My Frigate surveillance setup’s primary purpose is to keep an eye on my cats while I’m away.
An older setup supported only motion detection, but reviewing all motion events of the day while on vacation to make sure that each cat is doing fine was somewhat cumbersome. I switched to Frigate to leverage its entity detection capabilities so I only have to review events that detected cats, and could skip random motion.
That still turned out to be quite cumbersome, because the two 15-year-olds move little, whereas the 3-year-old moves a lot, so I still had to review lots of events to make sure all cats are alive and well. There are also issues with cats sometimes being detected as people, or not detected at all, but some parameter tuning made that good enough.
Frigate 0.17🔗
The most recent Frigate release introduced a built-in object classification training tool!
Each object that’s already tracked can be extended with one or more classifiers, and the result of the classifier is added as attribute or sub-label to the detection event. My config looks like this:
objects:
track:
- person
- cat
filters:
person:
min_area: 1000 # Adjust based on your camera views
threshold: 0.8 # Lower threshold for better detection
min_score: 0.5
cat:
min_area: 500 # Smaller than person since cats are smaller
threshold: 0.6 # Slightly lower for cats (harder to detect)
min_score: 0.45
classification:
custom:
cat:
threshold: 0.8
object_config:
objects: # object labels to classify
- cat
classification_type: sub_label # or: attribute
enabled: true
name: catThe objects section existed before - I just had to add the classification section to enable classifier training, which unlocks the classification UI:

Each tile corresponds to a detection event of one of the objects listed in the config. Clicking it shows you all the snapshots from the detection event and allows you to label each:

I ran training before making the screenshot above, so the classifier already has some opinions on the cat’s identity. Clicking the icon on the sample allows me to label it, and if I need more context, I can look at the whole event as well.
How well does it work?🔗
The results so far are mixed.
I already labeled hundreds of samples, but the classifier still spits up plenty of false positives. Why is that?
At night, all cats are black🔗
Some cats are really hard to tell apart, especially through infrared-illuminated night vision.
Here are pictures of all three cats in similar poses - can you tell the differences?

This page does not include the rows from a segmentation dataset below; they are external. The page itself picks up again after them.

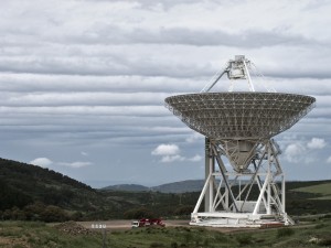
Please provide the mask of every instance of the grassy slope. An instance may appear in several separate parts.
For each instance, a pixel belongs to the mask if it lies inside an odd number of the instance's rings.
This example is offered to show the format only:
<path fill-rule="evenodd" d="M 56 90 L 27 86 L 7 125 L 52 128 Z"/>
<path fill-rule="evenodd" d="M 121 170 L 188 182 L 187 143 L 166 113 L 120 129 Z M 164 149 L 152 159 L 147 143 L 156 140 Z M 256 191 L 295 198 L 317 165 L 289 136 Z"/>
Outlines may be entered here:
<path fill-rule="evenodd" d="M 331 182 L 295 188 L 296 192 L 319 194 L 314 200 L 331 200 Z"/>
<path fill-rule="evenodd" d="M 319 219 L 306 226 L 278 229 L 239 230 L 223 234 L 220 229 L 197 227 L 137 228 L 108 231 L 107 247 L 328 247 L 331 219 Z M 313 241 L 314 240 L 314 241 Z M 41 223 L 0 223 L 0 247 L 103 247 L 102 231 L 68 235 Z"/>

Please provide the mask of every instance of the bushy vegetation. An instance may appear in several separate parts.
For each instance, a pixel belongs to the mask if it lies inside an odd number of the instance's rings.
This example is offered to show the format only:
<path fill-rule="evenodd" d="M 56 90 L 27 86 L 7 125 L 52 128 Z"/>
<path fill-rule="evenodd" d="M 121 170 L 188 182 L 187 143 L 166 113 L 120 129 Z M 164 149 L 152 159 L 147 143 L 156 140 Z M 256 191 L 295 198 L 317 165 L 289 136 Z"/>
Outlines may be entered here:
<path fill-rule="evenodd" d="M 329 213 L 331 200 L 321 197 L 330 194 L 325 187 L 329 184 L 330 181 L 287 183 L 287 213 Z M 237 190 L 233 186 L 234 192 Z M 0 219 L 190 218 L 199 194 L 97 191 L 49 169 L 0 159 Z M 253 187 L 252 196 L 256 194 L 258 188 Z"/>
<path fill-rule="evenodd" d="M 221 233 L 202 227 L 148 227 L 106 233 L 106 245 L 111 248 L 225 248 L 225 247 L 329 247 L 330 219 L 320 219 L 320 228 L 311 224 L 280 229 L 254 229 Z M 103 247 L 103 231 L 84 230 L 74 223 L 46 225 L 35 222 L 0 223 L 0 247 Z M 75 230 L 75 228 L 77 228 Z M 280 235 L 279 235 L 280 234 Z M 290 234 L 290 235 L 289 235 Z"/>

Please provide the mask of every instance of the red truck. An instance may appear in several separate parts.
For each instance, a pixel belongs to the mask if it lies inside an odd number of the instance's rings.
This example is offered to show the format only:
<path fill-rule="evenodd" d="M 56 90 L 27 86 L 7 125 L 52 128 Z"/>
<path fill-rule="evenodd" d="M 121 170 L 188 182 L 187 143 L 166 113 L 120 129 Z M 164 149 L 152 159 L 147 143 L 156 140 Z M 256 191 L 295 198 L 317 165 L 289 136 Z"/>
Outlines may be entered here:
<path fill-rule="evenodd" d="M 166 224 L 160 218 L 141 218 L 139 220 L 134 220 L 131 225 L 132 228 L 147 226 L 166 226 Z"/>

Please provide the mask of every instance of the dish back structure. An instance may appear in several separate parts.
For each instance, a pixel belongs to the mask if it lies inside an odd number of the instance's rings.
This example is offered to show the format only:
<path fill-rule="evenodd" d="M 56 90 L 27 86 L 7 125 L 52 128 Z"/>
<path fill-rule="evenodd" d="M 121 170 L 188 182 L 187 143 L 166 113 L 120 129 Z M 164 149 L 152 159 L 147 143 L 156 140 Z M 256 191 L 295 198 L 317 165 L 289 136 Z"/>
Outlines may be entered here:
<path fill-rule="evenodd" d="M 255 91 L 250 67 L 245 56 L 236 56 L 201 93 L 166 98 L 173 115 L 205 136 L 205 184 L 191 225 L 293 224 L 285 211 L 285 177 L 278 159 L 281 151 L 271 138 L 306 116 L 316 99 Z M 247 79 L 249 91 L 210 93 L 224 74 L 232 82 Z"/>

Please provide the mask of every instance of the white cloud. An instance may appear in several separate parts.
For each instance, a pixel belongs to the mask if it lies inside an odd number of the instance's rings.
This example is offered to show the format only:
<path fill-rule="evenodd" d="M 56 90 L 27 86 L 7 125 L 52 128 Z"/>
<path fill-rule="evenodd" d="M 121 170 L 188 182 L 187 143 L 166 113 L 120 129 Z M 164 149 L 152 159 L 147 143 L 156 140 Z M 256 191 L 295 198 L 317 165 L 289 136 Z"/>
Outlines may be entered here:
<path fill-rule="evenodd" d="M 177 155 L 180 149 L 177 144 L 159 144 L 152 152 L 152 155 Z"/>
<path fill-rule="evenodd" d="M 162 163 L 170 163 L 170 162 L 174 162 L 174 161 L 184 161 L 185 158 L 181 157 L 181 155 L 163 155 L 161 159 Z"/>
<path fill-rule="evenodd" d="M 81 162 L 81 161 L 76 161 L 76 162 L 54 162 L 54 161 L 52 161 L 47 158 L 36 158 L 36 159 L 30 161 L 30 163 L 34 164 L 34 165 L 42 166 L 42 168 L 50 168 L 51 165 L 54 168 L 56 165 L 60 165 L 60 166 L 68 166 L 68 168 L 73 168 L 73 169 L 78 169 L 78 168 L 93 165 L 92 162 Z"/>
<path fill-rule="evenodd" d="M 93 165 L 93 163 L 90 163 L 90 162 L 81 162 L 81 161 L 71 162 L 71 163 L 68 163 L 68 162 L 58 162 L 57 164 L 63 165 L 63 166 L 74 168 L 74 169 Z"/>
<path fill-rule="evenodd" d="M 190 159 L 188 159 L 188 160 L 190 160 L 190 161 L 192 161 L 192 162 L 199 162 L 199 161 L 202 160 L 202 157 L 199 155 L 199 154 L 196 154 L 196 155 L 194 155 L 193 158 L 190 158 Z"/>
<path fill-rule="evenodd" d="M 186 142 L 188 143 L 194 143 L 196 142 L 197 140 L 202 140 L 204 139 L 204 136 L 202 136 L 201 133 L 199 132 L 193 132 L 191 136 L 189 136 L 189 138 L 186 138 Z"/>
<path fill-rule="evenodd" d="M 53 161 L 47 158 L 36 158 L 29 162 L 30 164 L 39 165 L 42 168 L 49 168 L 53 164 Z"/>
<path fill-rule="evenodd" d="M 285 157 L 287 161 L 298 163 L 302 159 L 305 152 L 306 148 L 301 143 L 291 143 L 285 149 Z"/>
<path fill-rule="evenodd" d="M 322 149 L 327 145 L 327 142 L 324 139 L 320 138 L 312 138 L 308 143 L 307 147 L 309 149 Z"/>
<path fill-rule="evenodd" d="M 180 152 L 180 148 L 177 144 L 160 144 L 151 152 L 151 154 L 161 157 L 160 162 L 162 163 L 171 163 L 175 161 L 199 162 L 202 159 L 202 157 L 199 154 L 192 158 L 185 158 L 181 155 Z"/>

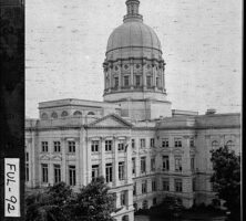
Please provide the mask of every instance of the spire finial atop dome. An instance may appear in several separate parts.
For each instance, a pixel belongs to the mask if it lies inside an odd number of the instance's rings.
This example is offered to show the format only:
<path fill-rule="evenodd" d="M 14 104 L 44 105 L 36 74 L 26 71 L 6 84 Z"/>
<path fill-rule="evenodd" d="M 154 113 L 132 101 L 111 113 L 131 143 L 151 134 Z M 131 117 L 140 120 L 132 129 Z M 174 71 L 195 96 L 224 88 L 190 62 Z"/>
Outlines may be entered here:
<path fill-rule="evenodd" d="M 139 7 L 140 1 L 139 0 L 126 0 L 125 2 L 127 8 L 127 14 L 124 15 L 123 21 L 143 21 L 143 17 L 139 14 Z"/>

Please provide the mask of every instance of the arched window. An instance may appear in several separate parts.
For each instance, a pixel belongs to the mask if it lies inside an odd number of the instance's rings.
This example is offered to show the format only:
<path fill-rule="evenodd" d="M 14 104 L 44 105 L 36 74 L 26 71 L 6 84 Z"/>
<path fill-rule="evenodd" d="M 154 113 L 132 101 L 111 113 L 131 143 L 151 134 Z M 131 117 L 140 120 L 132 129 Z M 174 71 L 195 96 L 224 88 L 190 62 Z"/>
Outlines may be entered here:
<path fill-rule="evenodd" d="M 143 210 L 147 210 L 148 206 L 147 206 L 147 200 L 143 201 Z"/>
<path fill-rule="evenodd" d="M 51 117 L 54 118 L 54 119 L 57 119 L 57 118 L 58 118 L 58 114 L 57 114 L 55 112 L 53 112 L 53 113 L 51 114 Z"/>
<path fill-rule="evenodd" d="M 129 215 L 124 215 L 123 218 L 122 218 L 122 221 L 129 221 Z"/>
<path fill-rule="evenodd" d="M 214 140 L 212 141 L 212 149 L 216 149 L 216 148 L 218 148 L 218 141 Z"/>
<path fill-rule="evenodd" d="M 227 146 L 229 149 L 232 149 L 235 145 L 234 145 L 233 140 L 228 140 L 228 141 L 226 143 L 226 146 Z"/>
<path fill-rule="evenodd" d="M 62 112 L 62 114 L 61 114 L 61 116 L 62 116 L 62 117 L 65 117 L 65 116 L 68 116 L 68 115 L 69 115 L 69 113 L 68 113 L 68 112 L 65 112 L 65 110 L 64 110 L 64 112 Z"/>
<path fill-rule="evenodd" d="M 74 116 L 80 116 L 80 115 L 82 115 L 82 113 L 79 112 L 79 110 L 76 110 L 76 112 L 73 113 L 73 115 L 74 115 Z"/>
<path fill-rule="evenodd" d="M 42 119 L 48 119 L 48 114 L 47 114 L 47 113 L 43 113 L 42 116 L 41 116 L 41 118 L 42 118 Z"/>

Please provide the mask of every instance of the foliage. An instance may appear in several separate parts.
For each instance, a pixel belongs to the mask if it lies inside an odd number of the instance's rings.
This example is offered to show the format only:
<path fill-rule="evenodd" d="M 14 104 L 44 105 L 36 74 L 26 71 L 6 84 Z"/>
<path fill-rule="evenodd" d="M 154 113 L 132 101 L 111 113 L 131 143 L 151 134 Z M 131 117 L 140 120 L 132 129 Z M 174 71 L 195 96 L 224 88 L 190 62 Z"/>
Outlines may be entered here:
<path fill-rule="evenodd" d="M 27 221 L 112 221 L 114 197 L 103 178 L 73 192 L 64 182 L 25 199 Z"/>
<path fill-rule="evenodd" d="M 232 215 L 240 211 L 240 157 L 228 147 L 212 150 L 214 173 L 211 181 L 217 197 L 225 200 L 225 207 Z"/>

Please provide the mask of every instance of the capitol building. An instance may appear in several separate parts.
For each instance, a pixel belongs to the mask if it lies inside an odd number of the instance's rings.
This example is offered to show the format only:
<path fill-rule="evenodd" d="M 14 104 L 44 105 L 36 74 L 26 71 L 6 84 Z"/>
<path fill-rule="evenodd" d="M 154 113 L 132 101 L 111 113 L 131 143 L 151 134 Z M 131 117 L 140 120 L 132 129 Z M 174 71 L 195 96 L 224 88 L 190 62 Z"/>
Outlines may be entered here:
<path fill-rule="evenodd" d="M 103 102 L 42 102 L 39 119 L 25 119 L 27 187 L 64 181 L 78 190 L 103 176 L 116 221 L 166 196 L 186 208 L 212 203 L 211 149 L 240 152 L 240 114 L 172 109 L 162 45 L 139 6 L 126 0 L 123 24 L 110 34 Z"/>

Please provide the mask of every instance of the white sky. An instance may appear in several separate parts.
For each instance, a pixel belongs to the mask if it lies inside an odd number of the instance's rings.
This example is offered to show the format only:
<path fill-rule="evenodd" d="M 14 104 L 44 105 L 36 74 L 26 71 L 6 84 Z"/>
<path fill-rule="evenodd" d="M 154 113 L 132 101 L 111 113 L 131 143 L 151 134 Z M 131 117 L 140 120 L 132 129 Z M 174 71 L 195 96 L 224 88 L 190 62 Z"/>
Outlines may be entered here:
<path fill-rule="evenodd" d="M 157 33 L 172 108 L 240 112 L 242 0 L 140 0 Z M 107 39 L 125 0 L 25 1 L 25 115 L 60 98 L 102 101 Z"/>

Meet Maggie, Luna, and Ciri (in order of descending age).
Maggie and Luna are some kind of European short hair mix, which look very similar. In a color image, you’d be able to tell them apart by Maggie being more grey-ish, and Luna being more brown-ish, but in night vision, there is barely a difference. When I try to tell them apart during classification, I look at the tail (Luna’s is more fluffy) and the paws (3 of Maggie’s are white-tipped). Otherwise, I wouldn’t be able to tell them apart myself, despite living with them for years.
Ciri is easy - she’s a huge, grey Maine Coon/Ragdoll mix with long hair and a very distinctive tail.
So far, the classification model hasn’t picked up on the subtle differences between Maggie and Luna yet, and classifies most samples as Ciri. It’s getting better with each round of training, though, so I have some hopes.
What’s next?🔗
There is still plenty of compute capacity left on my Frigate machine, so I’m thinking about running detection and classification at full camera resolution instead of preview resolution. I’ll also continue labeling training data.
Certainly not giving up yet. Maybe, one day, my Home Assistant dashboard will be able to tell whether each cat is on the couch, hydrating, or taking a dump.

Other use cases🔗
Frigate’s new classification feature can not only be used to detect invididuals, but also for state recognition, e.g. whether a gate is open or closed.
Detecting whether the cats’ water fountain is working properly is actually a need that I have that I previously tried to cover by measuring the pump’s electricity use, but differences were so minor that this kind of monitoring didn’t work reliably.
So, water flow detection could be interesting as well, but is harder to generate training data for, because I’d have to disrupt the cats’ water supply intentionally. In the end, living being’s needs take precedence over the urge to tinker.